On Oct. 6, the Canyons Board of Education approved the Yeti as the school’s mascot and Glacier Hills Elementary as name of the school after a four-month process that involved Bell View and Edgemont parents, students, staff members and community members.
The community was surveyed on their preferences, which also included school colors, between the Bear Park Bees, Bear Park Bears, Glacier Hills Yetis and Glacier Hills Dinos, which narrowed it to the Bear Park Bears and the Glacier Hills Yetis before the final email vote, Winfree said.
“I’m glad it’s Glacier Hills as all our canyons were formed by glaciers so we have a history base and a great teaching opportunity for our students,” she said. “We’re branding it new instead of using a combination of the former schools, Bell View and Edgemont, and trying to make it Bellmont or Edgeview.”

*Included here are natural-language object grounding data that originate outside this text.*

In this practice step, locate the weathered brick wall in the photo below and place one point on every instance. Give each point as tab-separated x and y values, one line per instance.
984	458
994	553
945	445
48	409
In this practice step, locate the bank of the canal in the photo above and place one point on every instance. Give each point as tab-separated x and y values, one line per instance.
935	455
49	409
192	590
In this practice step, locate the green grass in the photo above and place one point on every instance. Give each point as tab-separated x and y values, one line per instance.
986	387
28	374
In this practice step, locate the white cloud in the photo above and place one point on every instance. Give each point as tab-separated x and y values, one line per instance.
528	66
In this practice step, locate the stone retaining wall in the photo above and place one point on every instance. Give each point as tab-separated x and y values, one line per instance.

The color choice is a blue and white, which will be incorporated into the design of the new two-story building. Both current schools’ colors have blue, so that tradition will carryover, she said.
“Together, Bell View and Edgemont have more than 115 years of history to build upon. When we asked parents and teachers what makes their schools unique, they came up with a surprising number of shared characteristics and ideals,” she said.
The current Edgemont Elementary was built in 1958 and Bell View, eight years later. Between the two schools, there are about 680 students. The new school will house about 800 students.
While Canyons graphic designer Jeff Olsen will develop the logo and mascot for the new school, Winfree will create an advisory council.
She also will continue to meet with architects from the firm MHTN Architects, which has created new designs for Brighton High, Mt. Jordan Middle and the district office addition.
“It’s fun to do something new and the architects are so excited about the theme,” she said. “They’re creating a visual like the aurora borealis, using colors from that to create hallways of purple, teal and blue to identify grade-level pods. The stairway will feature blue glass.”
The design is similar to Silver Ridge Elementary, a Weber County school, but is being tweaked for the needs of the White City community.
“It’s really open and airy,” Winfree said. “I’m really excited about the collaboration space in the middle of each grade-level pod. We will be able to use that in a lot of different ways, especially as we transition in blending learning groups. It will be great nice not having to go to a gym whenever we need to collaborate. I’m excited to see where our teachers are going to take it.”
The 93,000-square-foot building will be about $23 million in construction costs, part of the $283-million bond voters approved in November 2017, Wilcox said, adding that a contractor is expected to be named in January.
After Edgemont is torn down, the student body will be housed at the nearby former Crescent View Middle School while Glacier Hills is built on the same campus, at 1085 E. 9800 South, Canyons School District Business Manager and Chief Financial Officer Leon Wilcox said.
A proposal is being discussed amongst the Canyons Board of Education whether to move up the timeline and have the Edgemont students finish the school year at Crescent View to allow for construction to begin on the new school before the school year is over.
“It should take about 14 to 16 months to build the school depending on the delays we see with COVID as factories are shut down,” Wilcox said, adding that he was impressed with the design of Silver Ridge Elementary.
Glacier Hills Elementary is expected to open in fall 2022.
As the two school communities will consolidate into one White City school, Winfree said each employee will still have a job, whether at Glacier Hills or another location throughout the district. The District’s human resources office is working on a timeline for placement, she added.